Le législateur de l’opposition a fait valoir que la suppression de l’obligation constitutionnelle des militaires de faire respecter la Constitution aurait des conséquences considérables.

« Un gouvernement qui prive ses propres militaires de l’obligation constitutionnelle de défendre la Constitution est un gouvernement qui a quelque chose à craindre d’une armée constitutionnellement fidèle. Et un gouvernement qui craint une armée constitutionnellement fidèle est un gouvernement qui a l’intention d’agir de manière inconstitutionnelle. Cette Chambre rejettera l’article 16 dans sa totalité », a-t-il déclaré.

Muwodzeri a rejeté les arguments des partisans de l’amendement selon lesquels les changements visent à réduire l’influence militaire dans la gouvernance civile.

« Je vous le dis, ainsi qu’à cette Assemblée : cet amendement ne réduit pas l’influence militaire dans la gouvernance. Ce qui devrait alarmer tous les députés, quelle que soit leur affiliation politique, c’est qu’il prive les Forces de défense de leur mandat constitutionnel de faire respecter la Constitution elle-même.

« Considérez ce que cela signifie dans la pratique. L’obligation de faire respecter la Constitution est la base juridique sur laquelle les forces de défense peuvent, dans des cas extrêmes, résister à une conduite inconstitutionnelle, y compris une conduite inconstitutionnelle de l’exécutif. Elle ancre l’armée dans un cadre constitutionnel plutôt que purement politique.

« Supprimez cette obligation et vous obtenez une force de défense dont la loyauté ne va pas à la Constitution du Zimbabwe, mais à celui qui donne le commandement.

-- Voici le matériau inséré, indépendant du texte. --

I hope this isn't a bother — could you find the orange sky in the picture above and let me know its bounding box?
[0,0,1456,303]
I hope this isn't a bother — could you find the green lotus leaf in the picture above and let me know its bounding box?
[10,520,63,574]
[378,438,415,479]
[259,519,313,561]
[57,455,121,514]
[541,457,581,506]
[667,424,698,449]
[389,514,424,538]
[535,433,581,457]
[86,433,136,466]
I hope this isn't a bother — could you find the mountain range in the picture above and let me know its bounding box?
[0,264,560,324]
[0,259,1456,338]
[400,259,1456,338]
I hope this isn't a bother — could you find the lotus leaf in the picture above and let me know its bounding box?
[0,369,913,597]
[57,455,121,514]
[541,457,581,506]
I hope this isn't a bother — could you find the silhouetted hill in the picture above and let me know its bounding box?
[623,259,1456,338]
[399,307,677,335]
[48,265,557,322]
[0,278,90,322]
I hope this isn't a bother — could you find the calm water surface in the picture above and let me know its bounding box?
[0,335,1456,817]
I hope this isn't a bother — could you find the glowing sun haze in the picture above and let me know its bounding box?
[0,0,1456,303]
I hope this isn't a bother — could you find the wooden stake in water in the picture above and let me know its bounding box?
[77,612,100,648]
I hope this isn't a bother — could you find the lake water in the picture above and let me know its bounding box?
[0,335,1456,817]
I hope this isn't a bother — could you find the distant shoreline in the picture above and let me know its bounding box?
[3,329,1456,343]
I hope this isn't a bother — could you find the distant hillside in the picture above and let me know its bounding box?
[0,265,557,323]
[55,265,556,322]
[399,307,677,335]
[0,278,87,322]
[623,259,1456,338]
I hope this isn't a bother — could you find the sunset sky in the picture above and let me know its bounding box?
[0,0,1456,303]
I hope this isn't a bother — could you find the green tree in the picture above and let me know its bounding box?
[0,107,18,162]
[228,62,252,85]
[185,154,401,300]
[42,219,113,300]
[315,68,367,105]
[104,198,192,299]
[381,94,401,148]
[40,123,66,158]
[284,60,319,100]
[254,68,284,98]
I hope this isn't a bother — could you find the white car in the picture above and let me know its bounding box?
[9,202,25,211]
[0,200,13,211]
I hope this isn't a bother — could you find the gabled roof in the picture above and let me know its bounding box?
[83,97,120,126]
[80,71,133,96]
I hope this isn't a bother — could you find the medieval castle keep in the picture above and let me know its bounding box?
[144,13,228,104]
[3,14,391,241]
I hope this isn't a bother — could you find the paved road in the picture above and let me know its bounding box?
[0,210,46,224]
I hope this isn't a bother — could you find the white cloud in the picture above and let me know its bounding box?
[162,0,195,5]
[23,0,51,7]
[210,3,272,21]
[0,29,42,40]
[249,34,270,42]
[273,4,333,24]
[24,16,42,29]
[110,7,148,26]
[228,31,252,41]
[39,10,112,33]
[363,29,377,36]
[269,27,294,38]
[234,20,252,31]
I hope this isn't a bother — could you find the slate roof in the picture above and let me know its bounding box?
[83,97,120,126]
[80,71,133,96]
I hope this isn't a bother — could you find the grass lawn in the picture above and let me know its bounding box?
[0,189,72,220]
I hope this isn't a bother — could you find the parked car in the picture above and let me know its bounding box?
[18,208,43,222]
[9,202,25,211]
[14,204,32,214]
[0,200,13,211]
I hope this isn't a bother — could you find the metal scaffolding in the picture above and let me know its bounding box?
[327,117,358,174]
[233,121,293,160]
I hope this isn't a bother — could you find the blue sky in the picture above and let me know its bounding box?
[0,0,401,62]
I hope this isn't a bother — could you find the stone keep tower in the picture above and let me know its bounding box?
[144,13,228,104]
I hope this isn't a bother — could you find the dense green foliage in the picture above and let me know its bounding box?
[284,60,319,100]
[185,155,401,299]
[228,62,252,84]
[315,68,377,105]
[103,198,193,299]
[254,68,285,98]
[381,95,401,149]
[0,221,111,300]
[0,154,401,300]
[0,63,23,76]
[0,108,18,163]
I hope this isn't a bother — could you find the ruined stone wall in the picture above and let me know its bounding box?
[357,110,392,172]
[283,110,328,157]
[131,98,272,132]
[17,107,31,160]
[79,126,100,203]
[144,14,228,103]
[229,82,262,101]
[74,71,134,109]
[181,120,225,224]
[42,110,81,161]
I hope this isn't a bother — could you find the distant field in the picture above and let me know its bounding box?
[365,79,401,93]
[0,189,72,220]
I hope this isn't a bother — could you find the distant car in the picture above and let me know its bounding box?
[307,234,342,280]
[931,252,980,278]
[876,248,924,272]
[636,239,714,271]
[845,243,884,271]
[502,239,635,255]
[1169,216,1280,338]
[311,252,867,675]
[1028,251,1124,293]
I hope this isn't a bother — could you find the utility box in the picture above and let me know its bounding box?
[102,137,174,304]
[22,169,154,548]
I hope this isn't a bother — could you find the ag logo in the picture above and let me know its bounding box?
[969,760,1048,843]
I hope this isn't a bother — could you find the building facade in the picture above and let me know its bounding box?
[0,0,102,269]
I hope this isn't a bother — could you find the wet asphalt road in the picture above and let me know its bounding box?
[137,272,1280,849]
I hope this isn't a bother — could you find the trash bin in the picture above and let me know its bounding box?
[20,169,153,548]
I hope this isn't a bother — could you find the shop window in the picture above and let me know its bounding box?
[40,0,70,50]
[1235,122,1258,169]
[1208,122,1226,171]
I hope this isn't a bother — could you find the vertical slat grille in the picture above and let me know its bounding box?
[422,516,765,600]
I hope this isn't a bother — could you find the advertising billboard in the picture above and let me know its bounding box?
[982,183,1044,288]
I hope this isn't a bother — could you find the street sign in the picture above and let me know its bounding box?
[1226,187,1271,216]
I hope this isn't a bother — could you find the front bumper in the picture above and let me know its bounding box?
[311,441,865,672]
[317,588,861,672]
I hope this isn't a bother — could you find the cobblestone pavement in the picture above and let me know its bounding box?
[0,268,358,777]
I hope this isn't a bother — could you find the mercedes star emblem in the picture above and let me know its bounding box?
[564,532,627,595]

« C’est dangereux. Ce n’est pas une théorie militaire. C’est une architecture constitutionnelle. Une force de défense qui n’est plus constitutionnellement mandatée pour faire respecter la Constitution devient, par implication nécessaire, une force responsable uniquement devant sa hiérarchie de commandement. Les hiérarchies de commandement sont nommées par le président et responsables devant lui. La conséquence est la transformation d’une armée ancrée dans la Constitution en un instrument de volonté exécutive. »

Selon Muwodzeri, les arguments opposés à la clause lors des consultations publiques ont averti à juste titre que l’amendement affaiblirait l’engagement de l’armée à sauvegarder la loi suprême du pays.

Il a en outre soutenu que les arguments avancés par les partisans du projet de loi étaient déplacés, insistant sur le fait que la Constitution prévoit déjà des garanties adéquates pour garantir le contrôle civil de l’armée.

« Le principe de la suprématie civile sur l’armée est déjà ancré dans notre ordre constitutionnel », a-t-il déclaré.

Le débat sur le projet de loi d’amendement constitutionnel n° 3 se poursuit vendredi dans un contexte de tensions croissantes autour du projet de loi et de préoccupations accrues en matière de sécurité parmi les législateurs.